Begitulah ketegasan pria kelahiran Medan 8 Agustus 1926 silam. Walaupun usianya telah menginjak 83 tahun, ketegasan Daoed tidak berkurang. Dulu, pendiri Centre for Strategic and International Studies (CSIS) ini sangat dikenal ketegasannya dalam dunia kampus. Saat itu Daoed mengeluarkan kebijakan Normalisasi Kehidupan Kampus/Badan Koordinasi Kemahasiswaan (NKK/BKK) yang bertujuan untuk membersihkan kampus dari kegiatan-kegiatan berpolitik.
Saat itu, Daoed berpendapat tugas utama mahasiswa adalah belajar bukan berkegiatan politik. Kegiatan politik hanya boleh dilakukan di luar kampus. Tindak lanjutnya, mantan menteri di Kabinet Pembangunan III 1978-1983 ini menghapuskan Dewan Mahasiswa di universitas-universitas di seluruh Indonesia, yang kemudian praktis melumpuhkan kegiatan politik mahasiswa.

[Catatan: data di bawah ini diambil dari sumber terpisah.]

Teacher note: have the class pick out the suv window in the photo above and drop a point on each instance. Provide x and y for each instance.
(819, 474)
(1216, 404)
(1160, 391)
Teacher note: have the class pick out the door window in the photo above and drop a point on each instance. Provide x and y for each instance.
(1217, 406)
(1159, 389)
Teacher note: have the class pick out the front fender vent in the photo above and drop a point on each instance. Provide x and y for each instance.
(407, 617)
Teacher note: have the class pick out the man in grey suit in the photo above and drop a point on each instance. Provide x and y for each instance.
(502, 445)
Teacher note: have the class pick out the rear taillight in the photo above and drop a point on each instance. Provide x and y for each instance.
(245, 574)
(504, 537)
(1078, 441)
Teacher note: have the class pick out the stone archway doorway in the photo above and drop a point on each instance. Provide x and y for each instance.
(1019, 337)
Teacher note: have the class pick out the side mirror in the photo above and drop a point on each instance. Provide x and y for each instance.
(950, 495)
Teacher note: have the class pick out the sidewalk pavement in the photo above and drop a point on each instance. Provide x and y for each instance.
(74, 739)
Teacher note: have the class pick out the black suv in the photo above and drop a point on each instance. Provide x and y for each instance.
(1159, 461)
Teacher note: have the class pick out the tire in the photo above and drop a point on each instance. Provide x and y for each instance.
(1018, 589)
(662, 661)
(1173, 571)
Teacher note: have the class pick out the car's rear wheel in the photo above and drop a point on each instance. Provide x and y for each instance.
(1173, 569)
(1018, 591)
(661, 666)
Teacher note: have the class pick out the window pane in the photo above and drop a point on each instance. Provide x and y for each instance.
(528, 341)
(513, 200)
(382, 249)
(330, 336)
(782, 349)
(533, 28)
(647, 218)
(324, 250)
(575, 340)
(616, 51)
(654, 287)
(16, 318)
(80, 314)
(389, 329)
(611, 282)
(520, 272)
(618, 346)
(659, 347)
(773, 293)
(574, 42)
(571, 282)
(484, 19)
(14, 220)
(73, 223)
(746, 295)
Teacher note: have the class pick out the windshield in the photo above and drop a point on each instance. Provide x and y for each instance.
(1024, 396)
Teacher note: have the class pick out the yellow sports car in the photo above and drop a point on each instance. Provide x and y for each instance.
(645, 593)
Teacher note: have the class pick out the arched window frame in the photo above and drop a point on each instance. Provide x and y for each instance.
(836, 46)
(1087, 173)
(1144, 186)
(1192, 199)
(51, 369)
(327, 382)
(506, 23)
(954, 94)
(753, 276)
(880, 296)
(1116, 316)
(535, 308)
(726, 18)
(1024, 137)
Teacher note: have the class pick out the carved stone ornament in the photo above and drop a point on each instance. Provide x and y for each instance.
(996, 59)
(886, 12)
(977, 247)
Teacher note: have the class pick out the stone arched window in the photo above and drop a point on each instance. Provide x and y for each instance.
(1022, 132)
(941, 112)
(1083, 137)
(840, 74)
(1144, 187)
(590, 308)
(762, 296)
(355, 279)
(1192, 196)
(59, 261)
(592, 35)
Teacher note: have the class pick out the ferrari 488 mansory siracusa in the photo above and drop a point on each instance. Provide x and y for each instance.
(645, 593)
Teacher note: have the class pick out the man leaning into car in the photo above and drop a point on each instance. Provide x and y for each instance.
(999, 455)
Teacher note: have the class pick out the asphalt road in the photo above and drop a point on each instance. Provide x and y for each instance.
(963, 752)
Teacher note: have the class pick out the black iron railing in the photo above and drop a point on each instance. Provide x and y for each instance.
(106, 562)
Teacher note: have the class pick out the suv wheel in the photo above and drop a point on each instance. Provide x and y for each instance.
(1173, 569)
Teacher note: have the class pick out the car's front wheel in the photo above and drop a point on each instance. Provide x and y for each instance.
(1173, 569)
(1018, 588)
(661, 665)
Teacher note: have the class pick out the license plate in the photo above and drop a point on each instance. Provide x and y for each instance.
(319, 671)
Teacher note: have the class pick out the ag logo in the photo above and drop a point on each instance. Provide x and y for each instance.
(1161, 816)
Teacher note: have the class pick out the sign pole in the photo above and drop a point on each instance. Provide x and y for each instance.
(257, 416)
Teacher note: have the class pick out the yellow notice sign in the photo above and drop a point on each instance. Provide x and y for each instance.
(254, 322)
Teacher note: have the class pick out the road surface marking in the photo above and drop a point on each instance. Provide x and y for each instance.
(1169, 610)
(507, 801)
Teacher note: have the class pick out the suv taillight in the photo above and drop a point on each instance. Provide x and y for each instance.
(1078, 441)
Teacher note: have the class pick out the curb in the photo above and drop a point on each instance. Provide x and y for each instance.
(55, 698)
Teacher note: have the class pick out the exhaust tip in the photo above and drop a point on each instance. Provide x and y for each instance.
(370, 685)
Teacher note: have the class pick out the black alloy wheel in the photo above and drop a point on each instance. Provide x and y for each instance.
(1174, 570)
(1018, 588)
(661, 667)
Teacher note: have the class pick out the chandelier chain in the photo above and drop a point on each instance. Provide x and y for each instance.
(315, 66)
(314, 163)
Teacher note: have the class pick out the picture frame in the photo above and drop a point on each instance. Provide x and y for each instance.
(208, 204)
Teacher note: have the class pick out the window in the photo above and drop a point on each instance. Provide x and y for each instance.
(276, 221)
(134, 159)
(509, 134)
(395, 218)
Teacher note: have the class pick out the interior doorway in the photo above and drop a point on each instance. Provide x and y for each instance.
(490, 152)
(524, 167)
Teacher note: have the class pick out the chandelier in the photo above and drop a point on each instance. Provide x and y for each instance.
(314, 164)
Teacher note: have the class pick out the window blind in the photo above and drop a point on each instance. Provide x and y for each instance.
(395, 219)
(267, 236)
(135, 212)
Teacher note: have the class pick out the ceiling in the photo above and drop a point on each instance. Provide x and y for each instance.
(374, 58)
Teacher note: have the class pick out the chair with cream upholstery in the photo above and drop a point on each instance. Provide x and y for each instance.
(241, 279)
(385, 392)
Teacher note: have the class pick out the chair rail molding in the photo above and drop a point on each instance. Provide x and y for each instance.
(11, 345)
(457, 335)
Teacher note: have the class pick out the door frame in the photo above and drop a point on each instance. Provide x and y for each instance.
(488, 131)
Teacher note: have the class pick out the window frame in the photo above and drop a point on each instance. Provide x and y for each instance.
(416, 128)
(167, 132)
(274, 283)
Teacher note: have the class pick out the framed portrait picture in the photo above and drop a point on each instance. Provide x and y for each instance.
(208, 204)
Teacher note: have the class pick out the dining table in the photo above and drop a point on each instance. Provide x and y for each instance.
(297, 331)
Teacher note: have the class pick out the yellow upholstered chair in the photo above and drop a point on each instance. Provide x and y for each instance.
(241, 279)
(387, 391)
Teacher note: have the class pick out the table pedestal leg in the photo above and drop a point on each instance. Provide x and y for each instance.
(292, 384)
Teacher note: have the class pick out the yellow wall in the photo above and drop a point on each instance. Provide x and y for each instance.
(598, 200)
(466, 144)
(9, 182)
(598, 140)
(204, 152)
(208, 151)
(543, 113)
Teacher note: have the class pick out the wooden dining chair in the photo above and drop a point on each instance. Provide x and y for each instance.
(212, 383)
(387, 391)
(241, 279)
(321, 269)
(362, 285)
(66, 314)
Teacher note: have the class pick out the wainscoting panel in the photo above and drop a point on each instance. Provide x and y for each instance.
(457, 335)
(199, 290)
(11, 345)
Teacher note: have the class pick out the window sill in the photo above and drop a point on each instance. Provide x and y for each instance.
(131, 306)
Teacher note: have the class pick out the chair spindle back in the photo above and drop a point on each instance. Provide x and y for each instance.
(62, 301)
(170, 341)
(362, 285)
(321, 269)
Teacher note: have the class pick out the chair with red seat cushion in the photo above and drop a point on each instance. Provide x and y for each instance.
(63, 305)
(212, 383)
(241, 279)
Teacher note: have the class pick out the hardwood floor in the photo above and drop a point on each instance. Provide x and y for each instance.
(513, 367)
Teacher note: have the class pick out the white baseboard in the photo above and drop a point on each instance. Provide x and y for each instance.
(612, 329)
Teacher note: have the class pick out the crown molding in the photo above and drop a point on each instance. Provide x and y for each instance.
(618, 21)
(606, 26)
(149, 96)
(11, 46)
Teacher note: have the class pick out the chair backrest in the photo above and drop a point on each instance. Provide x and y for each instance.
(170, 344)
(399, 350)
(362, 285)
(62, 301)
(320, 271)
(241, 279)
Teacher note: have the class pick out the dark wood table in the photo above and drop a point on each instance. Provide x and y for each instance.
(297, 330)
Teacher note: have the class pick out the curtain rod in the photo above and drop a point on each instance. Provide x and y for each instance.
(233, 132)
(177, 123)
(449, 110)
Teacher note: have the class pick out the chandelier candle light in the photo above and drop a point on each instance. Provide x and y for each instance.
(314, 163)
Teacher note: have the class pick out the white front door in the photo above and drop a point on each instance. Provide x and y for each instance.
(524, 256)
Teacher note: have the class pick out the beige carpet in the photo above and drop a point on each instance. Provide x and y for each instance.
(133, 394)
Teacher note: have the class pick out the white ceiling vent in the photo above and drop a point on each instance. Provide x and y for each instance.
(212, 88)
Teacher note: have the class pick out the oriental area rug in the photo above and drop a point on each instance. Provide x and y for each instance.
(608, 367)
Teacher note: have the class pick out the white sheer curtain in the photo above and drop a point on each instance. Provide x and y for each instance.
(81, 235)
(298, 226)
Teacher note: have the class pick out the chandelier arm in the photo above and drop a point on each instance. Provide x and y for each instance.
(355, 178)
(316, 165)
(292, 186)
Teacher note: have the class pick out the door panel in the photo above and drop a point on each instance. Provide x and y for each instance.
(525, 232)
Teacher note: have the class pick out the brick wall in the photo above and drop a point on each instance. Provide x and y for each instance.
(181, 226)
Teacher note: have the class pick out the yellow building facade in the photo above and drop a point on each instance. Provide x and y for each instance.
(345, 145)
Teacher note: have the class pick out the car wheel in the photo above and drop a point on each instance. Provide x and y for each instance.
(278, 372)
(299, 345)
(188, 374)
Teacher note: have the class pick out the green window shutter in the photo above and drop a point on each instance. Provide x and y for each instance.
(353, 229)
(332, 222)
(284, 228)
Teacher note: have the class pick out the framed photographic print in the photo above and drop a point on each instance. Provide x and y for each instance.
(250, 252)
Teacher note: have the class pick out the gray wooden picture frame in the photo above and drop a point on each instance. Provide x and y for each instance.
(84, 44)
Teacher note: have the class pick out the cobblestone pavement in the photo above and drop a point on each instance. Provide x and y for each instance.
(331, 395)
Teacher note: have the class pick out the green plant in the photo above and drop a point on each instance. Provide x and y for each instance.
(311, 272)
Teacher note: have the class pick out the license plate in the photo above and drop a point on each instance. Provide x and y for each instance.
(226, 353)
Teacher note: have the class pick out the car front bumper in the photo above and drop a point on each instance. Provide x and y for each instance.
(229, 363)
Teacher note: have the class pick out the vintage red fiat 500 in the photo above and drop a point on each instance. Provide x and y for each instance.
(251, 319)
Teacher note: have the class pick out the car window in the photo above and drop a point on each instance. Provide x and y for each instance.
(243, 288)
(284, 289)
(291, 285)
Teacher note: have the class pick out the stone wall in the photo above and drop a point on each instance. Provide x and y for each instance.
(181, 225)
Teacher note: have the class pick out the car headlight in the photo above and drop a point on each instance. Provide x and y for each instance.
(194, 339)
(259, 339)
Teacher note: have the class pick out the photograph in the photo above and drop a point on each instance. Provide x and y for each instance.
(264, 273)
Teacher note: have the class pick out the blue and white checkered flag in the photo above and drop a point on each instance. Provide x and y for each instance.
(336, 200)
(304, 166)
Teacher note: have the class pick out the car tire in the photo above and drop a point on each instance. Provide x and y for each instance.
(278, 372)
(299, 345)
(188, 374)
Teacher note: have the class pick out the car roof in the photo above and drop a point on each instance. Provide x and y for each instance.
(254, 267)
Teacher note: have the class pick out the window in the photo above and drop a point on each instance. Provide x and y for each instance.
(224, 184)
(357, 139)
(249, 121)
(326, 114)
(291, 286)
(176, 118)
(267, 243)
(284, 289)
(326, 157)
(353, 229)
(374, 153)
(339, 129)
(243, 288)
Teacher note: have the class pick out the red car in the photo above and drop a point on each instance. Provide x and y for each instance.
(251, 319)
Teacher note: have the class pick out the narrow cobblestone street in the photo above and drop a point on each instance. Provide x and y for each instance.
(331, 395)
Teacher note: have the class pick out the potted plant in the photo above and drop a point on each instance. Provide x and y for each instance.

Selepas mengemban jabatan Menteri Pendidikan dan Kebudayaan, kegiatan Daoed tidak lepas dari dunia pendidikan. Bersama putrinya juga, Daoed mendirikan sebuah Sekolah berbasiskan internasional yang diberi nama Sekolah Dasar Kupu-kupu. "Ini tahun keenam, sekarang sudah ada kelas enam dan masing masing satu kelas. Muridnya satu kelas maksimum 24 orang nggak boleh lebih itu, sudah standar UNESCO, fasilitasnya ya ada gedung fasilitas olah raga dan fasilitas bermain," ungkapnya.
Menurutnya, selain mengurus sekolah dasar berstandar internasional, dirinya memiliki kegiatan lain untuk mengisi waktu luangnya. "Saya masih tetap nulis dan membagi pengetahuan di bidang kedokteran, ekonomi, hukum, terutama pendidikan. Saya juga teratur menulis di Suara Pembaruan, dan kadang untuk Kompas," ujar Daoed.
Selain dari kedua kesibukannya membaca dan menulis tersebut, Daoed juga masih memiliki kesibukan lain dalam bidang seni rupa, yaitu melukis. Kesibukannya ini sebenarnya sudah dia tekuninya sejak dirinya hijrah dari kota kelahirannya Medan Sumatra barat pada tahun 1960 lalu. Awalnya pada waktu itu dirinya mengaku bahwa kebiasaanya melukis dia geluti karena semata-mata untuk memenuhi kebutuhan ekonomi pada waktu itu.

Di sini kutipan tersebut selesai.